Ульфрун медленно закивала, запоминая длинную историю клинка. Наконец она сказала:

– Если всё это Наинн, то как? Это точно был не драуг, не ходячий труп, движимый ненавистью и местью.

Гримнир уставился на череп в своей ладони, погладил его по лбу в молчаливом благословении, а затем с некоторой долей почтения положил обратно. Когда он выпрямился, черты его лица потемнели от гнева.

– У Наинна было три сына. Двое умерли на Зеландии в 999 году. Последний, двергская крыса по имени Нали, открыл мне Дорогу Пепла, когда я искал полудана Бьярки. Он нарушил обещание, и мы подрались. Я думал, что этот ублюдок мёртв… но это был он, клянусь. Он и наложил на тебя гейс.

Ульфрун покачала головой.

– Зачем? Я не имею никакого отношения к этой вражде. Зачем гному искать меня?

– Он выбрал тебя, чтобы вернуть меч своего отца, – сказал Гримнир, пожимая плечами. – Наверное, надеялся, что вместе с этим ты оторвёшь мою проклятую голову. Убил Халлу, когда понял, что она расскажет мне о нём. И с тех пор эта свинья играет на нас, как на лютне.

– А если я возьму меч?

– Гейс исчезнет.

– Я не хочу, чтобы этот ублюдок победил, – прорычала Ульфрун.
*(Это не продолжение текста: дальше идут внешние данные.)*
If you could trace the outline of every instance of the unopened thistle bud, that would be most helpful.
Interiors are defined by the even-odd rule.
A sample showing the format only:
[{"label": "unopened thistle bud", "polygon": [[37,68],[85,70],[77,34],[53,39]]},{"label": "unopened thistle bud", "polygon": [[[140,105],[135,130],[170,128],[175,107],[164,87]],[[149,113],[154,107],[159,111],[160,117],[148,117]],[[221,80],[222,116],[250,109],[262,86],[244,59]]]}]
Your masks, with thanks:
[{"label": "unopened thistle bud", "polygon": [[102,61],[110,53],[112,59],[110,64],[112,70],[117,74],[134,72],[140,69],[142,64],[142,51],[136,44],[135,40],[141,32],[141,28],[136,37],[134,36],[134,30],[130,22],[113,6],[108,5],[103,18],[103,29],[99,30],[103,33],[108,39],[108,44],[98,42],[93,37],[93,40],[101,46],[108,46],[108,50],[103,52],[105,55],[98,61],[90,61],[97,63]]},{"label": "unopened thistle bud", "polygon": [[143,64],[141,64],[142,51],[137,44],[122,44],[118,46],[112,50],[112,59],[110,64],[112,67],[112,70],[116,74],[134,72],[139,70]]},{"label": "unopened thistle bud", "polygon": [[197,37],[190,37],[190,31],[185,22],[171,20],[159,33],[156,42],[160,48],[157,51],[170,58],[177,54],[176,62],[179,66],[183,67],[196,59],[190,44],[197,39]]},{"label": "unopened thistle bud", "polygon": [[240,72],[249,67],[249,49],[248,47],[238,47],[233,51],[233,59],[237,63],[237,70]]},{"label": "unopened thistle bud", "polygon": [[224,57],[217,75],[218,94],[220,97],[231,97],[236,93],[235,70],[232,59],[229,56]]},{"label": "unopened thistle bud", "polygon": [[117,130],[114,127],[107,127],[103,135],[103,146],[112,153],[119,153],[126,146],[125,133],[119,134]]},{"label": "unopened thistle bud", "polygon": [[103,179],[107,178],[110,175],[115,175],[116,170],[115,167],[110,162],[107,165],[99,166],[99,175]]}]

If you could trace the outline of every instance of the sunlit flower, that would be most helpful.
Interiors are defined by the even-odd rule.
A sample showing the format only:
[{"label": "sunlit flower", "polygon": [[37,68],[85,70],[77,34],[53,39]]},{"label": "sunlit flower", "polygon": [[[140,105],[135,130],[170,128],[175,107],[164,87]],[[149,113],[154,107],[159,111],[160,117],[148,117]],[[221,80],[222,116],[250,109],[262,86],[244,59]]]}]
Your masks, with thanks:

– Тогда вынь меч и отдай мне, – сказал Гримнир, смотря на череп Радболга. – Он мне нужен. Вынимай, – прошипел Гримнир. – Разбей гейс.
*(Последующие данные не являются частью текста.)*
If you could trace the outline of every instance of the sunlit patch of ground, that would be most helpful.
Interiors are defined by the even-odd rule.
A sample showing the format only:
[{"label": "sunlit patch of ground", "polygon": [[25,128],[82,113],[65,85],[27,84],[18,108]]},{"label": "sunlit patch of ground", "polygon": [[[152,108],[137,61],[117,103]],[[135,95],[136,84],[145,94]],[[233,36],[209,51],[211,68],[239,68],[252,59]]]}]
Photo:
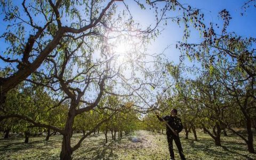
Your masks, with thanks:
[{"label": "sunlit patch of ground", "polygon": [[[74,134],[73,144],[82,136],[82,134]],[[245,142],[238,137],[222,137],[222,146],[216,147],[207,134],[199,132],[197,142],[193,140],[192,135],[189,136],[186,140],[184,133],[180,133],[187,159],[256,159],[256,155],[249,154]],[[25,144],[24,139],[20,137],[12,137],[7,140],[1,138],[0,159],[58,159],[61,139],[59,135],[51,137],[49,141],[45,141],[43,137],[34,137]],[[105,144],[103,133],[90,136],[73,153],[73,159],[169,159],[165,134],[138,131],[116,141],[111,140],[109,134],[108,139],[109,142]],[[176,159],[180,159],[175,145],[174,146]]]}]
Ульфрун уставилась на череп дракона, из которого торчал меч. Кивнув, она взобралась на груду костей. Вокруг неё сыпались бедренные кости и рёбра, а от голеней отскакивали черепа. Она изо всех сил тянула здоровую руку, пока пальцы не коснулись рукояти Сарклунга. Ульфрун Железная Рука уставилась в зубастую пасть дракона, его толстые зубы поблескивали в голубоватом свечении. На её лбу выступил пот, а взгляд переместился на Гримнира.

– Если я умру, убей его этим, – сказала она.
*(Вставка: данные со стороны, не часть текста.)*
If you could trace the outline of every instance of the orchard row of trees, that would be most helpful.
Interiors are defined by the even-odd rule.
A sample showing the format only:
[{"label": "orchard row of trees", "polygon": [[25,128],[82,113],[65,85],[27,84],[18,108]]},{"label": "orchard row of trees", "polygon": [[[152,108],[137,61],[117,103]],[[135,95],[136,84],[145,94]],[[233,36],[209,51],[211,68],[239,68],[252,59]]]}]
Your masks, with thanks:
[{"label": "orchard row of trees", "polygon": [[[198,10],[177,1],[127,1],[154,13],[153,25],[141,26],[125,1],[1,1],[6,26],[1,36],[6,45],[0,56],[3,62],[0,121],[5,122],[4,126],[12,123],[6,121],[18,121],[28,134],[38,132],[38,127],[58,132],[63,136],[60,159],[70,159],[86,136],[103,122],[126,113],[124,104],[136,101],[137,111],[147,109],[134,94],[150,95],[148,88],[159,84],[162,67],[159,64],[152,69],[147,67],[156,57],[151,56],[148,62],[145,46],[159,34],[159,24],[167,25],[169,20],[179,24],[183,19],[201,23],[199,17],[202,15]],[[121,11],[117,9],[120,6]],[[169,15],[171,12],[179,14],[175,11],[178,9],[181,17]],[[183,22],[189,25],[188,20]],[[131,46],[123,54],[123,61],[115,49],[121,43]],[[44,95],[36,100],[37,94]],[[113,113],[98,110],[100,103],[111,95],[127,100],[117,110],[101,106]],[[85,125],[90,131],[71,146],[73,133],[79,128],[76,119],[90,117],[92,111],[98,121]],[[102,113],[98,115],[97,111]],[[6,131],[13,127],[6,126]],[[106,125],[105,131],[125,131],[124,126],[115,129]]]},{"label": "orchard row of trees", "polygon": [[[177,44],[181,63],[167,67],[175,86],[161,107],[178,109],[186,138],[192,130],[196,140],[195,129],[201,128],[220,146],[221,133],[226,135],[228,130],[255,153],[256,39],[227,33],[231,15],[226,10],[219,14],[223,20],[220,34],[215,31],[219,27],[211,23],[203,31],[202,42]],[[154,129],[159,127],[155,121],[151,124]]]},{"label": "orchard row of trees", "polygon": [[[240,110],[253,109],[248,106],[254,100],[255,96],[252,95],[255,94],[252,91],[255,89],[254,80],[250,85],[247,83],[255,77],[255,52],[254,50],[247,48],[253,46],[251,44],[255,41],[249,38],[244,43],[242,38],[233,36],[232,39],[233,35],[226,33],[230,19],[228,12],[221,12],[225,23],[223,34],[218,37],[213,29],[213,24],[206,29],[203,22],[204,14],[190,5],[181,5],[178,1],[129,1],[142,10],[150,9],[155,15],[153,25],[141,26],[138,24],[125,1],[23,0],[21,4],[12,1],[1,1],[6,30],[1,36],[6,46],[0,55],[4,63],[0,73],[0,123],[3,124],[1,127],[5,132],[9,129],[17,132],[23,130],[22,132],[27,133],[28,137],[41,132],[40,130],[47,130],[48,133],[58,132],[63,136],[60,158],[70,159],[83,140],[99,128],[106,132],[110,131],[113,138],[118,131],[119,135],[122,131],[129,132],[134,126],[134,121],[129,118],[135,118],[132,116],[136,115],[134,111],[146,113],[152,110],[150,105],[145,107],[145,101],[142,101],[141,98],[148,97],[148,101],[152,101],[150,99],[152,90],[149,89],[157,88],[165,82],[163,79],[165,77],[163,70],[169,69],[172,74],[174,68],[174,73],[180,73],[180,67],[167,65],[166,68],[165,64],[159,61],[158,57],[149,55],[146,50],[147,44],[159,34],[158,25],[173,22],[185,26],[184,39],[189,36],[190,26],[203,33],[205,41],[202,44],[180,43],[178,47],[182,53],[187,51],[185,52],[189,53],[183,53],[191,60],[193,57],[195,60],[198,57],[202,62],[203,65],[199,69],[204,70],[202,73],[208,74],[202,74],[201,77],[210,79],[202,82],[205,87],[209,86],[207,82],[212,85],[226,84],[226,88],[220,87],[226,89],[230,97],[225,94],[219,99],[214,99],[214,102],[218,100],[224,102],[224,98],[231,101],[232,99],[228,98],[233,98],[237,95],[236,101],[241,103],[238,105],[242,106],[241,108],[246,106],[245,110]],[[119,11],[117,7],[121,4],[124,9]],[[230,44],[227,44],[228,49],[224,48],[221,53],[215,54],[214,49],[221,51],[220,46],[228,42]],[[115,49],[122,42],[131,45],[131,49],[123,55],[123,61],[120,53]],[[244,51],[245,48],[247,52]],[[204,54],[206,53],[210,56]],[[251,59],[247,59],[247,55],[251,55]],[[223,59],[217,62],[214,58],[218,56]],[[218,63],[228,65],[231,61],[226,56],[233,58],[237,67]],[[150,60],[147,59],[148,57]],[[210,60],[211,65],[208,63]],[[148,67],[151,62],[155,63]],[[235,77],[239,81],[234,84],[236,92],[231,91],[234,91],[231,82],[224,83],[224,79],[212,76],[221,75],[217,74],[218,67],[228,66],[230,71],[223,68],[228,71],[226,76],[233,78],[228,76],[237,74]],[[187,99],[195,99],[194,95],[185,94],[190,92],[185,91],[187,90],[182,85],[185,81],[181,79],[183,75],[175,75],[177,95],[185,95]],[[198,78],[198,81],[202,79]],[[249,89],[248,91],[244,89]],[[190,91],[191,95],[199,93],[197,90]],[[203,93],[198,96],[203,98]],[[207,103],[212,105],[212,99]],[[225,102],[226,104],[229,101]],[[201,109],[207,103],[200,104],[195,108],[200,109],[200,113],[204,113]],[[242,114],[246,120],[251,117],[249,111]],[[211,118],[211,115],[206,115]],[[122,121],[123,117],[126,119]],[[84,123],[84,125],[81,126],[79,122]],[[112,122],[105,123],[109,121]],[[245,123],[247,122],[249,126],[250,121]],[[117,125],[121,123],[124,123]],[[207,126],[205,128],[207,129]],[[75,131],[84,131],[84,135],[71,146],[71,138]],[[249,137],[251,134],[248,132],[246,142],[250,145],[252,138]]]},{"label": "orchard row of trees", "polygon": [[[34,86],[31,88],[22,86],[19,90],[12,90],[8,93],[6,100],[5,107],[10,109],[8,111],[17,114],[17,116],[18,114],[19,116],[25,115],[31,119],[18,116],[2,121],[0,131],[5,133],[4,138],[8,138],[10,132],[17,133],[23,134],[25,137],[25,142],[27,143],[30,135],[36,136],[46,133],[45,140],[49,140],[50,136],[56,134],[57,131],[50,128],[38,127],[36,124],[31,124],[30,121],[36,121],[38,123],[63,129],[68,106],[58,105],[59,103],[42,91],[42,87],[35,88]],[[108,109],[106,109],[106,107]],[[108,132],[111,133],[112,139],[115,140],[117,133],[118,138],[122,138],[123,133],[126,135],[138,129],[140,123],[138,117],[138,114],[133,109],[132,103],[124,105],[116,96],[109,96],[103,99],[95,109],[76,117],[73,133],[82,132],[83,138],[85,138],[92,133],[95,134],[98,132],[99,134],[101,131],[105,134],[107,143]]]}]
И с глубоким вздохом она крепко ухватилась за рукоять и вытащила выкованный гномами клинок из черепа Злостного Врага.

Ничего не произошло.

Гримнир выдохнул, сам не осознавая, что затаил дыхание. Он не заметил никаких изменений в женщине, когда та соскользнула с костей и встала рядом с ним – она не постарела и не закричала, когда гейс обрушил на неё двадцать девять смертей. Она просто подняла меч, изучая лезвие с выгравированными рунами, все ещё алмазно-острое и без ржавчины. На какое-то время – долгое время – она задумалась о своем будущем, взвесила все варианты. Она перевела взгляд с клинка на Гримнира и обратно. И затем медленно протянула ему рукоять.